Netflixの歩み。'99年に宅配DVDレンタルをスタートし、2002年にIPO(株式公開)、2007年に映像ストリーミングを開始した
以前の記事や西田宗千佳氏のコラムでも紹介済みだが、Netflixは米国およびグローバルで最大手と呼べる映像配信事業者で、定額制の映像配信(SVOD)を行なっている。テレビやゲーム機、スマートフォン、パソコン、STBなど、Netflixアプリを搭載したデバイスからストリーミングで映像再生できる。
定額制で月額料金(アメリカの場合、最も安いプランで8.99ドル)を支払うと、膨大なカタログの中から好きなものを、好きなだけ視聴できる。YouTubeのような“広告”型、iTunesのような「購入」(EST:Electric Sell Through)型でもなく、「定額」型のため、「見なければ損、見ない理由がないモデル」(マイアー氏)とアピールする。
YouTubeやiTunesとの違いは「定額制」もっとも、消費者から見れば、日本におけるHuluやdビデオのようなSVODサービスと、基本的には近しいものだし、海外にも多くのSVODサービスがある。何がNetflixを抜きん出た存在としているかといえば、やはり“規模”だ。現在、2014年第4四半期における全世界での利用者数は5,740万契約で、2015年第1四半期には6,140万契約と予測している。サービスの中心は米国で過半数を占めているが、2010年のカナダを皮切りにグローバル展開を加速しており、今後の拡大はグローバル展開の成功如何となっている。

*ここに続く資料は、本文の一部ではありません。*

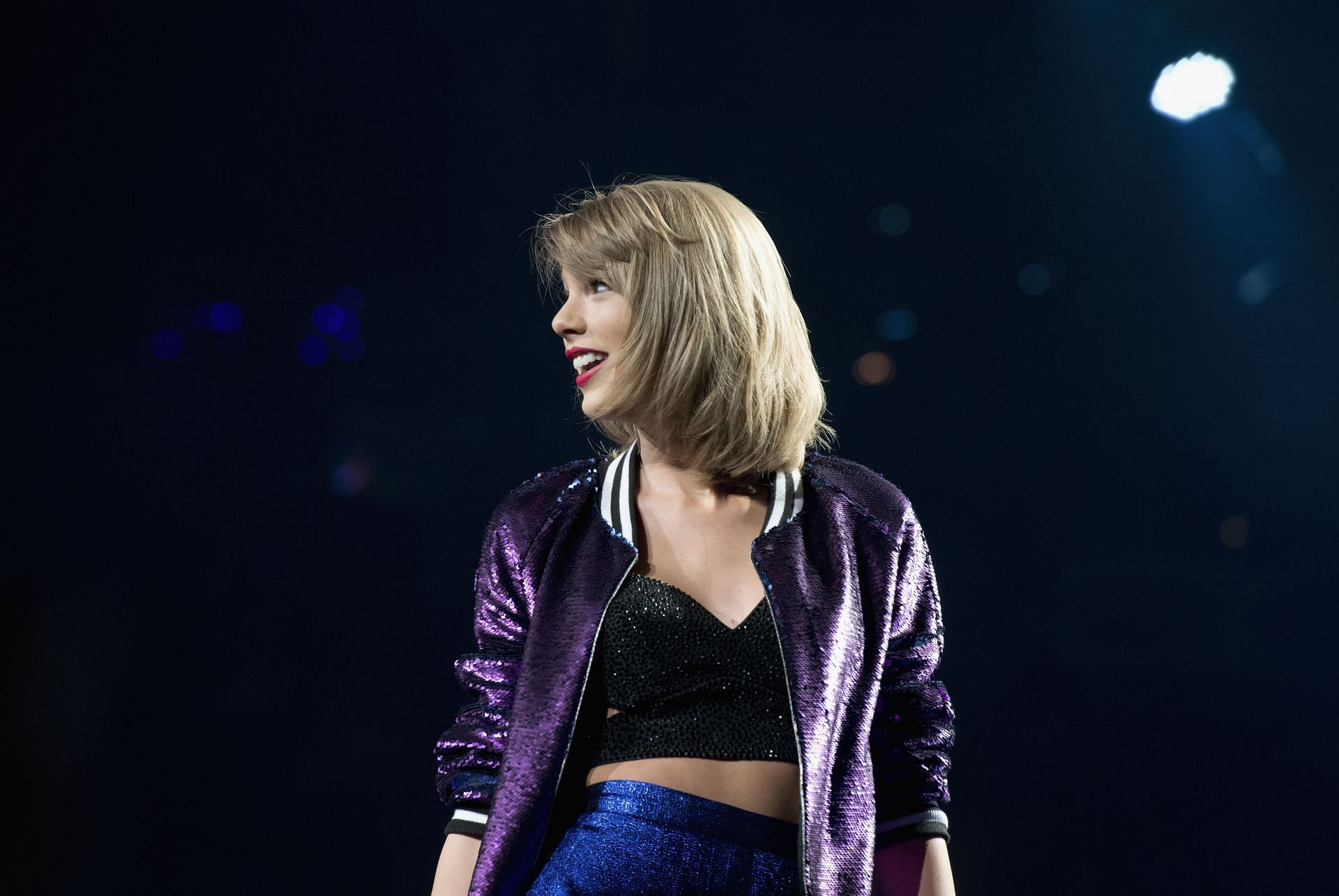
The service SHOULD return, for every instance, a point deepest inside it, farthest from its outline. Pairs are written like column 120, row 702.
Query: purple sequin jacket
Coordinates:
column 849, row 582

その一環として日本進出するというわけだ。
加入者数は6,000万に迫るNetflixは加入者数が多いだけでなく、実際の利用率(アクティブ率)も高く、1ユーザーあたり、月平均35~40時間視聴されているという。1日あたり1時間強で、これは米国のテレビ視聴率の25%に相当する数値とのこと。そのためネットワーク事業者への負荷も相当なもの。全世界でAmazon Web Service(AWS)をインフラとして利用しているが、米国の全ネットトラフィックを見ても、夕方のプライムタイムの時間帯のダウンストリームトラフィックの30~35%がNetflixと言われている。そのため、効率的な配信システムのチューニングを常に行なっているという。
「映像配信の巨人」といえるNetflixの規模についてはお分かりいただけたと思う。しかし、米国でのサービス開始以来、日本参入まで約5年の時間がかかっている。その理由は何だったのだろうか?

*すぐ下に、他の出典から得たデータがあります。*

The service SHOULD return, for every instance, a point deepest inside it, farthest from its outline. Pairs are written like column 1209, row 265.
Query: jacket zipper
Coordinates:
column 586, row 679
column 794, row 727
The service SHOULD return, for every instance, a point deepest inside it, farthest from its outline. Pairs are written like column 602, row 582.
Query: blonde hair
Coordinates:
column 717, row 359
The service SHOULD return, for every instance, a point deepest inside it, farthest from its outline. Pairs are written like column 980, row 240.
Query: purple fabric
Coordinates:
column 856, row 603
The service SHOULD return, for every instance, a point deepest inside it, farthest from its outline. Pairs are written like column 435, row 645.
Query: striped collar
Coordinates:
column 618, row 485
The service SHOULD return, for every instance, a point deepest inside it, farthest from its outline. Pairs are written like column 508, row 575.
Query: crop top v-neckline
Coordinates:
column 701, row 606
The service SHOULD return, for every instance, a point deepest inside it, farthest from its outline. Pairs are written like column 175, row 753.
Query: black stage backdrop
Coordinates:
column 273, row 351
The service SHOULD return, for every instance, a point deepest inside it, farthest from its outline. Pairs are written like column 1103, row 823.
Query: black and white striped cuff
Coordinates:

Netflix ハードウェアパートナーエコシステム担当バイスプレジデントのスコット・マイアー氏。25年前に東芝の米国法人でMRIのソフトウェア開発に従事していたというマイアー氏によれば、「日本市場に参入するまで、様々な国で様々なことを学んだ。必ずしもハリウッドコンテンツだけが求められるわけでなく、ローカルコンテンツ(当該地域のコンテンツ)も必要な市場もある。コンテンツの歴史やメディアの歴史、それぞれの国ごとに学習しなければいけない。それだけ準備しないと難しいマーケットと言える」と、日本特有の事情について言及した。
日本のコンテンツ展開については「詳細はまだ明かせない」としながらも、「我々は40以上のオリジナルなコンテンツを持っているほか、素晴らしいローカルコンテンツも求めている。日本やハリウッドで調達する“アーカイブ”だけでない、“特別な”コンテンツを用意している」と、日本でもNetflixの独自コンテンツを用意することを明言した。
また、Netflix独自制作の「Marco Polo」、ウォシャウスキー姉弟制作の「Sense8」、マーベル原作「Daredevil」などは、日本参入時に配信予定。しかも、4Kで配信するとしている。